ともおっしゃっていますが、出向は職務命令の一環ですし、その観点から見れば確かに同一のものでしょう。もっと言うと、現在の状況と出向先もしくは異動先の属性の違いが、本人への様々な影響に違いを与えていると考えられます。例えば、同一法人内でも附属病院事務から学部学務に異動すると大きく影響を与えるでしょうし、京都大学の学務系から京都工芸繊維大学の学務系への出向は、細かいやり方の違いなど学ぶところはあるでしょうが、あまり本人に影響は与えないのかもしれません。この場合の属性とは、各機関のミッションやステークホルダー、業務内容、立地などを想定しています。この属性の違いが大きければ大きいほど、当人に対し(良くも悪くも)影響を与えるのでしょう。民間企業への出向はその最たるものだと思います。

※この辺りはもっと論理的に話を展開したいところですが、職場環境の変化が個人の能力に与える影響については先行研究を見つけることができませんでした。。。

 「英語ばかりの環境に身を置けば嫌でも英語が身に付く」といった論理と近しいですが、出向による環境の違いにより当人の中の「意識の芽」を刺激し行動を促すといった効果は確かにあるんだろうなと実感としています。出向先によってはそのようなプログラムが組んである場合もあり、例えば文部科学省への出向である行政実務研修生には関連機関(私立大学や高等専門学校、スポーツ施設など)を見学できる仕組みがあります。逆に言えば、何を得られるか、その結果どう行動するかは当人次第であり、所属機関に戻り新しい行動を起こす者もいれば日常業務に埋もれていく者もいます。
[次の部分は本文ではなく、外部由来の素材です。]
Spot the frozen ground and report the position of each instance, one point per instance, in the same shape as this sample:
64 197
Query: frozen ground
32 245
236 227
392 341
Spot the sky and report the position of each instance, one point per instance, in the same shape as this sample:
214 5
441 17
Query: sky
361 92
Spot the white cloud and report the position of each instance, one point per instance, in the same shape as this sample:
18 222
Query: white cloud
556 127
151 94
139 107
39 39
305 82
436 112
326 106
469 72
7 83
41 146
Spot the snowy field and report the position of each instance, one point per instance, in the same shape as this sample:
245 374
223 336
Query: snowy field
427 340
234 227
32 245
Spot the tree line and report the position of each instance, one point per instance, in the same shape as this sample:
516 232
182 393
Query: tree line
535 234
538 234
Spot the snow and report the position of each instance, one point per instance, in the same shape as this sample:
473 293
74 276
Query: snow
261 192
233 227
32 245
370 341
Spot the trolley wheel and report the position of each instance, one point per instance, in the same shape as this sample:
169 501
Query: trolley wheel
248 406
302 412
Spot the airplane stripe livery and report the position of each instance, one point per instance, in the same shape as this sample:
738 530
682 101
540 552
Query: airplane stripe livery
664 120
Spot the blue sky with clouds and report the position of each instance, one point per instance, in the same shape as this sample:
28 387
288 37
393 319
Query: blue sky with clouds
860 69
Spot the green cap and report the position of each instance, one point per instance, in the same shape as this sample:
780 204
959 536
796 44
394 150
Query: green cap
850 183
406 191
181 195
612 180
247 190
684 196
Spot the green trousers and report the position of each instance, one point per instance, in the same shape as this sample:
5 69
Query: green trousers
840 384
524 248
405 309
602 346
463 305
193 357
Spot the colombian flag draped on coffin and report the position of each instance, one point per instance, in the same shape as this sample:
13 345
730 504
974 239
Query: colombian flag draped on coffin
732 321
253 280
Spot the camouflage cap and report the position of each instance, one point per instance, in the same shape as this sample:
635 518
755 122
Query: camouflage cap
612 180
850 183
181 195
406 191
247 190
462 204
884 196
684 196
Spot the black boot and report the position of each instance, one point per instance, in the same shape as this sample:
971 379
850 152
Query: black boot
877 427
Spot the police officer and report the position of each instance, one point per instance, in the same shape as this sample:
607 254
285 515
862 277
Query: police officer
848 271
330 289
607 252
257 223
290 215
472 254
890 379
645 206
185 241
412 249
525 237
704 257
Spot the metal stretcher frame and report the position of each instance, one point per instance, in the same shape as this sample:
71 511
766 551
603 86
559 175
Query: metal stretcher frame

 「出向で得られたもの」がabilityやcompetencyであるならば、出向の効果を機関へ還元するためには、機関としては継続的なフォローが必要だと考えています。出向者がその考えや人脈を活かせるように、機関へ戻ってきた後1ヶ月後、3ヶ月後、半年後など継続的に出向者を集合させ、出向元で学んできたことにより改善できる点などを検討させ、必要に応じてプロジェクト化して業務に当たらせるといったことができれば、良い取組がでるのではないでしょうか。(本来は全職員に対しこのようなことがあって然るべきですが、まずは出向者からということで。)

 さて、そんな出向にとっても最も大切なことは「戻れる場所がある」ということだと思っています。戻れる場所があるからこそ、出向先で頑張ることができますし、もし心身の具合を崩した場合でも出向元に戻るという選択ができます。大都市で初めて触れた職員ネットワークを出向元に持ち帰って活用するといったこともできるでしょう。当人の意思など様々な事情があるでしょうが、「所属機関に戻ってくる」ということをまず考えて出向に臨んでほしいと思っています。

 私自身、比較的長期間の出向経験があります。そのオファーをいただいた際(後ほど、だいぶイレギュラーなオファーであることを知りましたが)、この機会はもうやってこないと思い、大幅に環境が変わる出向にも関わらず即決したことを覚えています。そこで得られたものやその成果を一応言葉にすることはできるのですが、それを口にするたび、成果など事実にも関わらず、いつも「これじゃない」感があります。このもやもやした感情はきっとkitone氏も感じてらっしゃることと思いますが、この感情があるうちはまだ自分には出向の成果を十分に発揮できていないのだろうと思いますし、またその可能性があるのだろうと感じています。